Taraflar arasındaki menfi tespit davasının yapılan yargılaması sonunda; ilamda yazılı nedenlerden dolayı davanın reddine yönelik olarak verilen hükmün süresi içinde davacı vekilince temyiz edilmesi üzerine dosya incelendi, gereği konuşulup düşünüldü.

Dava, takibe konu 20.09.2001 tarihli ve 3500 USD bedelli bononun ödendiği gerekçesiyle borçlu olunmadığının tespiti istemine ilişkindir.

Davalı vekili, davalının dayandığı dekontların dava konusu bono ile ilgisi olmadığını, bu ödemelerin takibe konu senetler dışındaki borçlar için yapıldığını, taraflar arasında birden fazla alacak ilişkisi, yani birden fazla senet olduğunu, ödemelerin davaya konu senetlere ait olup olmadığının belli olmadığını belirterek, davanın reddi gerektiğini savunmuştur.

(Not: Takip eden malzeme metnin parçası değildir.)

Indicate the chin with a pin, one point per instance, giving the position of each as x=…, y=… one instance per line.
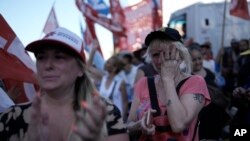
x=48, y=86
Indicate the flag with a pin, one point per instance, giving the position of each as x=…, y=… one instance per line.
x=100, y=6
x=115, y=24
x=17, y=68
x=51, y=23
x=157, y=14
x=90, y=40
x=239, y=8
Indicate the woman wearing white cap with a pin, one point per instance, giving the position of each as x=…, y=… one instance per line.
x=68, y=107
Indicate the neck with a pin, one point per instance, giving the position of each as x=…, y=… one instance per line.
x=59, y=97
x=201, y=72
x=111, y=76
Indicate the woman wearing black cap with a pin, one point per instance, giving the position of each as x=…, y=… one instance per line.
x=68, y=107
x=166, y=106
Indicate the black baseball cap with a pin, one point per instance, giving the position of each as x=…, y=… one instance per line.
x=163, y=33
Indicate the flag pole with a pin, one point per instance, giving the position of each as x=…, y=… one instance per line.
x=223, y=23
x=223, y=32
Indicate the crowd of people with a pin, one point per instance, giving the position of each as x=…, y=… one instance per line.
x=166, y=90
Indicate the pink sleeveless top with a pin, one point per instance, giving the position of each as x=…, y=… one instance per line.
x=194, y=85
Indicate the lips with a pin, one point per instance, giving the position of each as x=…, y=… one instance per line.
x=50, y=78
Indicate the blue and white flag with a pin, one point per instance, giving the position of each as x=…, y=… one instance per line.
x=100, y=6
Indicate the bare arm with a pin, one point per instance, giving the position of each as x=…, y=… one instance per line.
x=139, y=75
x=181, y=111
x=117, y=137
x=124, y=99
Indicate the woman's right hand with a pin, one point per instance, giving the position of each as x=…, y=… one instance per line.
x=91, y=124
x=146, y=122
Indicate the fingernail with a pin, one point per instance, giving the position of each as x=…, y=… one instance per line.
x=84, y=104
x=73, y=127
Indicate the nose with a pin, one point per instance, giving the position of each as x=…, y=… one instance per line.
x=48, y=64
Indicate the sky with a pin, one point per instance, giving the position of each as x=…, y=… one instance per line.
x=27, y=17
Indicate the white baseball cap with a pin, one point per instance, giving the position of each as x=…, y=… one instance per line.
x=61, y=38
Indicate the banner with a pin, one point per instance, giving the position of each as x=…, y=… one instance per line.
x=91, y=40
x=17, y=68
x=130, y=25
x=51, y=23
x=239, y=8
x=141, y=19
x=100, y=6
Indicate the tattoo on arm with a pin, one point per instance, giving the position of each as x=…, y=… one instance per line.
x=169, y=102
x=200, y=98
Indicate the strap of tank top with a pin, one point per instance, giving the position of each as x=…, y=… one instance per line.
x=153, y=96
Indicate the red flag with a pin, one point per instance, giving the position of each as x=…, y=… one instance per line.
x=90, y=35
x=239, y=8
x=51, y=23
x=17, y=68
x=157, y=14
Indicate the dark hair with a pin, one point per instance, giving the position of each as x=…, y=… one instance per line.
x=129, y=57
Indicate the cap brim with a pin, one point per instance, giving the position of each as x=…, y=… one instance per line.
x=158, y=35
x=36, y=46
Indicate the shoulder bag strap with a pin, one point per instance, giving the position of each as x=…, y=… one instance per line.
x=153, y=96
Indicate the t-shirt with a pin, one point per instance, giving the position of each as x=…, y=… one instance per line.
x=193, y=85
x=14, y=124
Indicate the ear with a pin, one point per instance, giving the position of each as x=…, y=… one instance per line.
x=80, y=73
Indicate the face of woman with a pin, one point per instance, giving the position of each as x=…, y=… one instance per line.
x=56, y=69
x=155, y=52
x=109, y=65
x=197, y=60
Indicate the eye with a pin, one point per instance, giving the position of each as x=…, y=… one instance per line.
x=61, y=56
x=156, y=54
x=40, y=56
x=197, y=59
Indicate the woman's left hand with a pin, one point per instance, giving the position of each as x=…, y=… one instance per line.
x=92, y=123
x=170, y=59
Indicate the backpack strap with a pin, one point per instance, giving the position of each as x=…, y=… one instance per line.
x=178, y=87
x=113, y=89
x=153, y=96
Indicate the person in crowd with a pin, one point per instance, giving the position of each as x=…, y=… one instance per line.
x=215, y=112
x=138, y=59
x=113, y=85
x=129, y=72
x=208, y=59
x=240, y=97
x=68, y=107
x=166, y=106
x=227, y=64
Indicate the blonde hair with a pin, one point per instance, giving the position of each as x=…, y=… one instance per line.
x=186, y=66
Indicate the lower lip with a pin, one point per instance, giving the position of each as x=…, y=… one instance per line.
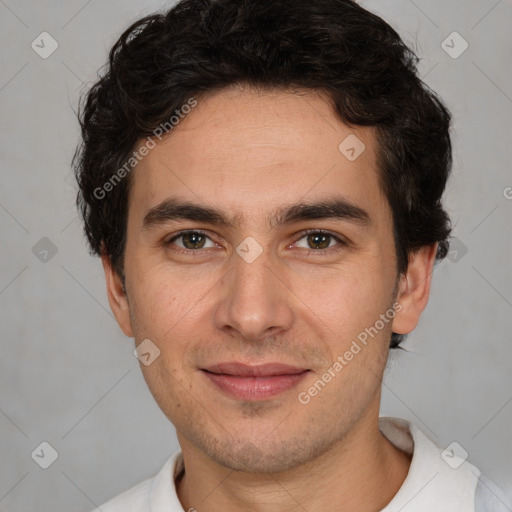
x=255, y=388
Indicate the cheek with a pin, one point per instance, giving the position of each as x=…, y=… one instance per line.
x=346, y=299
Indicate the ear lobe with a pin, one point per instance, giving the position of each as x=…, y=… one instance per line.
x=116, y=296
x=414, y=289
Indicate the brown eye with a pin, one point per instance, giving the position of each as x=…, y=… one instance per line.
x=319, y=241
x=191, y=240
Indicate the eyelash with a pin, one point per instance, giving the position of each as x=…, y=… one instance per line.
x=316, y=252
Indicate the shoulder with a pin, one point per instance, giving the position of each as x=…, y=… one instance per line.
x=156, y=493
x=134, y=499
x=490, y=498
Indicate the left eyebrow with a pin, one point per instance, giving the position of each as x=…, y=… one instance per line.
x=334, y=208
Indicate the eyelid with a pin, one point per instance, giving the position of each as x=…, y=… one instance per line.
x=341, y=240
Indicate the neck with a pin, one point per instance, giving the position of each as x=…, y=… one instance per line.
x=363, y=472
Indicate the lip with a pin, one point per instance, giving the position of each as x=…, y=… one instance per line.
x=258, y=382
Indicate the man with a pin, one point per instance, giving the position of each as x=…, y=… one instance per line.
x=263, y=183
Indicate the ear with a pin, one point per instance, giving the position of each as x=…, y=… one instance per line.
x=414, y=289
x=116, y=296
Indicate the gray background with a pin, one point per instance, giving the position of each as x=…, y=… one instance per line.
x=68, y=375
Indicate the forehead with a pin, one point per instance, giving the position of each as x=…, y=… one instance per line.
x=249, y=152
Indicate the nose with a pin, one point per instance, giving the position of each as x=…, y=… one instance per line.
x=255, y=302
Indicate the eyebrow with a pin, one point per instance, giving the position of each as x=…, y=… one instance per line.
x=335, y=208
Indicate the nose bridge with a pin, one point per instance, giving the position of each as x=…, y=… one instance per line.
x=254, y=301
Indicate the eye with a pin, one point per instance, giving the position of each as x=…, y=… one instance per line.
x=318, y=241
x=191, y=240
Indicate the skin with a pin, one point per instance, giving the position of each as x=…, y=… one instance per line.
x=247, y=153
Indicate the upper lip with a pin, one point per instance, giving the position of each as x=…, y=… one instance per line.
x=262, y=370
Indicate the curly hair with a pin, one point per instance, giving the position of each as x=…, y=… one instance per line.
x=368, y=74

Mahkemece, kanıtlanamayan davanın reddine, tedbir kararı olmadığından tazminata hükmedilmesine yer olmadığına karar verilmiş, hüküm davacı vekilince temyiz edilmiştir.

Davacı, dava konusu senet bedelini ödediğini iddia etmiş ve buna ilişkin banka havale dekontları sunmuştur. Dekontların tarihleri senedin vade tarihinden sonra olup, içeriklerinde "senet karşılığı" açıklamaları bulunmaktadır. Kural olarak havale bir ödeme vasıtası olup, mevcut bir borcun tediyesi amacıyla yapıldığının kabulü gerekir. Davalı, iddiaya konu ödemelerin dava konusu senetle ilgisi olmşyıp, başka bir alacakla ilgili olduğunu savunmuştur. Bu durumda yapılan ödemelerin başka bir alacağa yönelik olduğu yolundaki savunmasını davalı yazılı delillerle kanıtlamalıdır. Başka bir ifade ile somut olayda ispat külfeti davalı taraftadır. Mahkemece bu yönler gözetilmeden, ispat külfetinin tayininde hataya düşülerek ve icapsız yemine de dayanılarak yazılı şekilde hüküm kurulması doğru görülmemiştir.

Sonu ç: Yukarıda açıklanan nedenlerle davacı vekilinin temyiz itirazlarının kabulü ile hükmün (BOZULMASINA), peşin harcın istek halinde iadesine, 30.03.2009 gününde oybirliğiyle karar verildi.